Anyway, I feel like—more hopeful now.”
Agnes was deeply sorry. Deeply disappointed in herself. Such cowardice!
This was a moment, too, when Agnes might have shaken hands with Mattia, in farewell. (She knew that her male instructors violated protocol on such occasions, shaking hands with inmate-students; she’d seen them.) But Agnes was too cautious, and she was aware of guards standing at the doorway, watching her as well as the inmate-students on this last day of class.
“Thank you , Joseph! And good luck.”
Now, she would make amends.
Several years had passed. If Mattia still lived in Trenton, it would not be such a violation of prison protocol to contact him—would it?
He’d “paid his debt to society”—as it was said. He was a fellow citizen now. She, his former instructor, did not feel superior to him—in her debilitated state, she felt superior to no one—but she did think that, if he still wanted her advice about writing, or any sort of contact with her as a university professor, she might be able to help him.
What had Mattia said, so poignantly—she had given him hope . And from him, perhaps she would acquire hope .
She was getting high more frequently. Alone in the cavernous house.
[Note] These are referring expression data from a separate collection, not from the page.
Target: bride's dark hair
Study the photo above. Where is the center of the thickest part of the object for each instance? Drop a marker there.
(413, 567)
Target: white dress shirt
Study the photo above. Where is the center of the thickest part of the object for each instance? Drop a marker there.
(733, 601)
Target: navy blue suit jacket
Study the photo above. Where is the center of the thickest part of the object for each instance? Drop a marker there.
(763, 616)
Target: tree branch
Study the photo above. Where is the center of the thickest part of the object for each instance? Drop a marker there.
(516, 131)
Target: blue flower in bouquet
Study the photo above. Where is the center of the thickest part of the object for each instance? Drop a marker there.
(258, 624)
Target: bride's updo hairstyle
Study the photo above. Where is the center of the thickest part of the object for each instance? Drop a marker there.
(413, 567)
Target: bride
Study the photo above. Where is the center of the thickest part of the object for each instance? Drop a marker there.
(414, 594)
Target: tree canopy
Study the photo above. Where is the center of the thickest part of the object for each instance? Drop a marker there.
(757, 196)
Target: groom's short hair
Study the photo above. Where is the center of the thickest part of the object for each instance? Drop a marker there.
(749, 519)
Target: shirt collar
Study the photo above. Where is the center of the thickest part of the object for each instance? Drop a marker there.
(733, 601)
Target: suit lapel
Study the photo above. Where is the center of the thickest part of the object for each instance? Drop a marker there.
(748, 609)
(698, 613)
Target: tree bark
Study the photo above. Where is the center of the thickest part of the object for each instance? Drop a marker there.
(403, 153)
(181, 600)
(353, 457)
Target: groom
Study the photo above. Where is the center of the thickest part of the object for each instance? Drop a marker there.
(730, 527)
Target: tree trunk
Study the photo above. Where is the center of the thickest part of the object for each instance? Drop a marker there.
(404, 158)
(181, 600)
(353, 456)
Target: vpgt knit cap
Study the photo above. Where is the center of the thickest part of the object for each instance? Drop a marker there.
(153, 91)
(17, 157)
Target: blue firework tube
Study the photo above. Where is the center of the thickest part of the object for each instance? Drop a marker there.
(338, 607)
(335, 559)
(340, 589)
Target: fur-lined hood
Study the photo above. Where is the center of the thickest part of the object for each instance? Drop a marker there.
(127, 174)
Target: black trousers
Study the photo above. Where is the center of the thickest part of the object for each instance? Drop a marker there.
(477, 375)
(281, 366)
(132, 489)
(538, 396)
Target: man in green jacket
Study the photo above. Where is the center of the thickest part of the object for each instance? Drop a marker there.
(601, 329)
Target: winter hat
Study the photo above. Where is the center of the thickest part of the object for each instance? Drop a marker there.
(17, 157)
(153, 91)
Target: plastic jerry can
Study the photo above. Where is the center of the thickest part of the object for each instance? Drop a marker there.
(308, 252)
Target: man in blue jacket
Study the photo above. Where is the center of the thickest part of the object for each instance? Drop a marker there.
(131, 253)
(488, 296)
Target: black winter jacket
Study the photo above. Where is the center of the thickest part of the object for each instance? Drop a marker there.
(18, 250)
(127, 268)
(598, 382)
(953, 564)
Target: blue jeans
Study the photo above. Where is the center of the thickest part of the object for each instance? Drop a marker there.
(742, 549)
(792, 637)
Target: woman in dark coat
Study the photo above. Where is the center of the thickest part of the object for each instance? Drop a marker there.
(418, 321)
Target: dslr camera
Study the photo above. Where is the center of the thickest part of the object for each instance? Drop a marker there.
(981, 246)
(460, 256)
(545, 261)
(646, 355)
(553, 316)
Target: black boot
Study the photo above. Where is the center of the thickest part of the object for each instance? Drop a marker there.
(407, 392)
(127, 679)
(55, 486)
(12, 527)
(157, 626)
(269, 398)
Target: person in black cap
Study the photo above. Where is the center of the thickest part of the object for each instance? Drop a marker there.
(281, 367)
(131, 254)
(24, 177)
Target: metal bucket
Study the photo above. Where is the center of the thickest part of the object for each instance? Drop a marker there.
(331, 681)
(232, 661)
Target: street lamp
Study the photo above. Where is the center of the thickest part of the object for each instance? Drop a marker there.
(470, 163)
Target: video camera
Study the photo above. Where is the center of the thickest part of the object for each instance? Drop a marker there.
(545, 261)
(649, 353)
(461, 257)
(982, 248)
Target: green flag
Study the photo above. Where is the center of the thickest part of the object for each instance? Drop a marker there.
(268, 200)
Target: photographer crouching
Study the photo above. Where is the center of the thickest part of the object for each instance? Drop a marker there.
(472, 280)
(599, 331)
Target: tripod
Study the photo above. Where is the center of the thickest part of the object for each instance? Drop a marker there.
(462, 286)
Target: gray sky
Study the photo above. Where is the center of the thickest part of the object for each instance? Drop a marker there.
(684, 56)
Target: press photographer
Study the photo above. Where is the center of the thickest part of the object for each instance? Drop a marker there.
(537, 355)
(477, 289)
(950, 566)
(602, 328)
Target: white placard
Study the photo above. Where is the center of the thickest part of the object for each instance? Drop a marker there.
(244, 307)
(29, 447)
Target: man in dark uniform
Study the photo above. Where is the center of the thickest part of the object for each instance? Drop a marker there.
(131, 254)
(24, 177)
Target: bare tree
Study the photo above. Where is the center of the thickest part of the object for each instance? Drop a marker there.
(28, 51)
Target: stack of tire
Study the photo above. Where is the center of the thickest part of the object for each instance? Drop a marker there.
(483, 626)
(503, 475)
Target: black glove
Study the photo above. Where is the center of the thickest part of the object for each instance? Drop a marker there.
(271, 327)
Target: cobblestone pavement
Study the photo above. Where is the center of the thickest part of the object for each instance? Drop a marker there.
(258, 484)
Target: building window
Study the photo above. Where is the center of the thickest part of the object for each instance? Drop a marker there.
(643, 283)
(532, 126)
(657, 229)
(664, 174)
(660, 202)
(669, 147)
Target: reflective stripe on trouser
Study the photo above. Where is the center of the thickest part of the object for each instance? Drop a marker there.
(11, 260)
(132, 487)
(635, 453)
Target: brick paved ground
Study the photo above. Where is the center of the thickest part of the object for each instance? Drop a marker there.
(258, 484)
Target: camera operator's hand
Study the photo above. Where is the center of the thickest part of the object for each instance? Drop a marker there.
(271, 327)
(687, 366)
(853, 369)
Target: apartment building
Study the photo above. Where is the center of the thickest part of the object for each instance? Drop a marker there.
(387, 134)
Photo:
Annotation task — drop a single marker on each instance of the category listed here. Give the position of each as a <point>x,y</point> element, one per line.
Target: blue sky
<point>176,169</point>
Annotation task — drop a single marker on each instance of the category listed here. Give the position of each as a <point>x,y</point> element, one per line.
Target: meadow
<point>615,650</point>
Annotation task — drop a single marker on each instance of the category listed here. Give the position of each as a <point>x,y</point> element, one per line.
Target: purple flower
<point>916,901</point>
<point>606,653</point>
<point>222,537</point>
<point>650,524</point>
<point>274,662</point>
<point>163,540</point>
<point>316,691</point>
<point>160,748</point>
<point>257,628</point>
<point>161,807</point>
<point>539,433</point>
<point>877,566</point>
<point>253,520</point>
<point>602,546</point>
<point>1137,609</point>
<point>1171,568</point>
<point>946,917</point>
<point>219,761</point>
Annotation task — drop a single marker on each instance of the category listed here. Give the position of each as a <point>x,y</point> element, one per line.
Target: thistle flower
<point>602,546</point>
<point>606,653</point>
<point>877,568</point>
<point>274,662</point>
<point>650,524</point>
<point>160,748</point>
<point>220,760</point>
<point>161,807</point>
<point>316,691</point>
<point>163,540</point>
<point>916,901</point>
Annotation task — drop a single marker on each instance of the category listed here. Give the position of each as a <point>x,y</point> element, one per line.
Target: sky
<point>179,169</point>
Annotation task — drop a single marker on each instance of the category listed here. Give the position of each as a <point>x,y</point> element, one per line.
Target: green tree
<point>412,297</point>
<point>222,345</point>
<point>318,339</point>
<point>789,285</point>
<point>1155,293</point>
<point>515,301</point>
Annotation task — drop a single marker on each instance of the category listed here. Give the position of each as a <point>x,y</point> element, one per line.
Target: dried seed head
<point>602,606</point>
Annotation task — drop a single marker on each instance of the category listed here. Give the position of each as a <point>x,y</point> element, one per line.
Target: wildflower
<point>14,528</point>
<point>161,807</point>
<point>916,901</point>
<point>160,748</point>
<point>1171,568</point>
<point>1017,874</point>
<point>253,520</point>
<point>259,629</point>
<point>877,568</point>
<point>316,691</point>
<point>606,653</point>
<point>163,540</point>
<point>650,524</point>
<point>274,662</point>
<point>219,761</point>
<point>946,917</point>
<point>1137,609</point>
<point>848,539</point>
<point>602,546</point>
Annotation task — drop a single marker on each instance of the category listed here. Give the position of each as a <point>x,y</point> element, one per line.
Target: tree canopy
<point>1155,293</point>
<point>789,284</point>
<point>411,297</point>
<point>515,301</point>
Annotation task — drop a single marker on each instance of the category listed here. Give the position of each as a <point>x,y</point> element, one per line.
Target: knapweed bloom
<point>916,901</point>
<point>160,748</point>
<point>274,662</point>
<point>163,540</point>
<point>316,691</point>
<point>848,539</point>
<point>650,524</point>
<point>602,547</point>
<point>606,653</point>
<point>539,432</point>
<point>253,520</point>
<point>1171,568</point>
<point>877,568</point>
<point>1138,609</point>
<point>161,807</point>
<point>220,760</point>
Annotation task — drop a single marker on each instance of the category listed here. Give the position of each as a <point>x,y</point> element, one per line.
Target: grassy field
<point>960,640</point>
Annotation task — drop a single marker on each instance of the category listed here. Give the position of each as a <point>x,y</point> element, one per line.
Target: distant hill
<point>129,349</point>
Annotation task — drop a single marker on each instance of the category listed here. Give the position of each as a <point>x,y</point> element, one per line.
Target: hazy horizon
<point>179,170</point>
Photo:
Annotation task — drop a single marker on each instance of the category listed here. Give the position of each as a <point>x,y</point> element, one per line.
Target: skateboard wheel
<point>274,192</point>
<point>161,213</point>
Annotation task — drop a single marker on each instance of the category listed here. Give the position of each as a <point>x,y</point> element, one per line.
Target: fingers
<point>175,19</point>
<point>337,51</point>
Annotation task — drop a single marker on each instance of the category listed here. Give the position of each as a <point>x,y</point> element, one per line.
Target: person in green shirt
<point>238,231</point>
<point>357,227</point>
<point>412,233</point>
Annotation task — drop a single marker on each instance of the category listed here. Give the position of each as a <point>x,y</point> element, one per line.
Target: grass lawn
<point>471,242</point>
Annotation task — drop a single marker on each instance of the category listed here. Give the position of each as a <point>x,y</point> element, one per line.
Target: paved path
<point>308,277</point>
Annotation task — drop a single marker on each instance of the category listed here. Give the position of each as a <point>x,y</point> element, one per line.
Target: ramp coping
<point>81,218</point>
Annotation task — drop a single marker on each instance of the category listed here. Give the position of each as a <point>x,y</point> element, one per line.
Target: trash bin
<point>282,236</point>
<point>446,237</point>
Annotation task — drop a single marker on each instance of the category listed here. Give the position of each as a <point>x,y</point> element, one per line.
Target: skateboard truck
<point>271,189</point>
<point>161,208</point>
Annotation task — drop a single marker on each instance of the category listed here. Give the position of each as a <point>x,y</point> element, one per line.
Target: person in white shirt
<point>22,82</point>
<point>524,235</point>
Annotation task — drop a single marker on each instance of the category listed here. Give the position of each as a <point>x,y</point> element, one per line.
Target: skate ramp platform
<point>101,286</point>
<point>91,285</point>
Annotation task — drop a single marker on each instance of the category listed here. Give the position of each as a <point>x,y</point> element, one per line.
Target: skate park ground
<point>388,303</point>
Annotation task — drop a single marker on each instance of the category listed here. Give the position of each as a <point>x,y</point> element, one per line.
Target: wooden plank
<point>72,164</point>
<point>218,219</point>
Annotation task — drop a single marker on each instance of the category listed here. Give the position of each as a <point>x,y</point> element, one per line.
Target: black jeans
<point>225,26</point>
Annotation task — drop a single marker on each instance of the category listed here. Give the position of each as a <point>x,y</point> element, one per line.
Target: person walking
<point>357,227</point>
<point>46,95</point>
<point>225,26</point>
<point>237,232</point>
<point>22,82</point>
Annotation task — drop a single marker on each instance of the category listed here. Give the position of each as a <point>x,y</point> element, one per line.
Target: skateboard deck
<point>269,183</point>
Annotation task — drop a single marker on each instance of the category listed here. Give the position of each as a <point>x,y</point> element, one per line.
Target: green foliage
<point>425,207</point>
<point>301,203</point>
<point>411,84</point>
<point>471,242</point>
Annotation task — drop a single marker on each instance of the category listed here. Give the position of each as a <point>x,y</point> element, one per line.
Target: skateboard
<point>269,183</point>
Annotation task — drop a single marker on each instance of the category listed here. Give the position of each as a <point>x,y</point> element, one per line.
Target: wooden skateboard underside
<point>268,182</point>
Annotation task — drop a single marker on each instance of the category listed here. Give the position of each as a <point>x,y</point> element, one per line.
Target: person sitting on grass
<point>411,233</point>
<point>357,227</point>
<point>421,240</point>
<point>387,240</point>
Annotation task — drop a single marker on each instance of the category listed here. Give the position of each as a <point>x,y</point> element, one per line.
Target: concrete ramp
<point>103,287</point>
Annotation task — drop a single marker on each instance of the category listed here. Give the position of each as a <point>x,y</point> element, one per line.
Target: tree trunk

Smoking “pot” was becoming as ritualized to her as having a glass of wine had been for her husband, before every meal. She had sometimes joined him, but usually not—wine made her sleepy, and in the night it gave her a headache, or left her feeling, in the morning, mildly depressed. She knew that alcohol was a depressant to the nervous system and that she must avoid it, like the pills on the marble ledge.
Getting high was a different sensation. Staying high was the challenge.
Mattia might be a source of marijuana too. She hadn’t thought of this initially, but—yes: probably.
(He’d been incarcerated for killing a drug dealer. It wasn’t implausible to assume that he might have dealt in drugs himself.)
(Or, he might have cut himself out from his old life entirely. He might be living now somewhere else.)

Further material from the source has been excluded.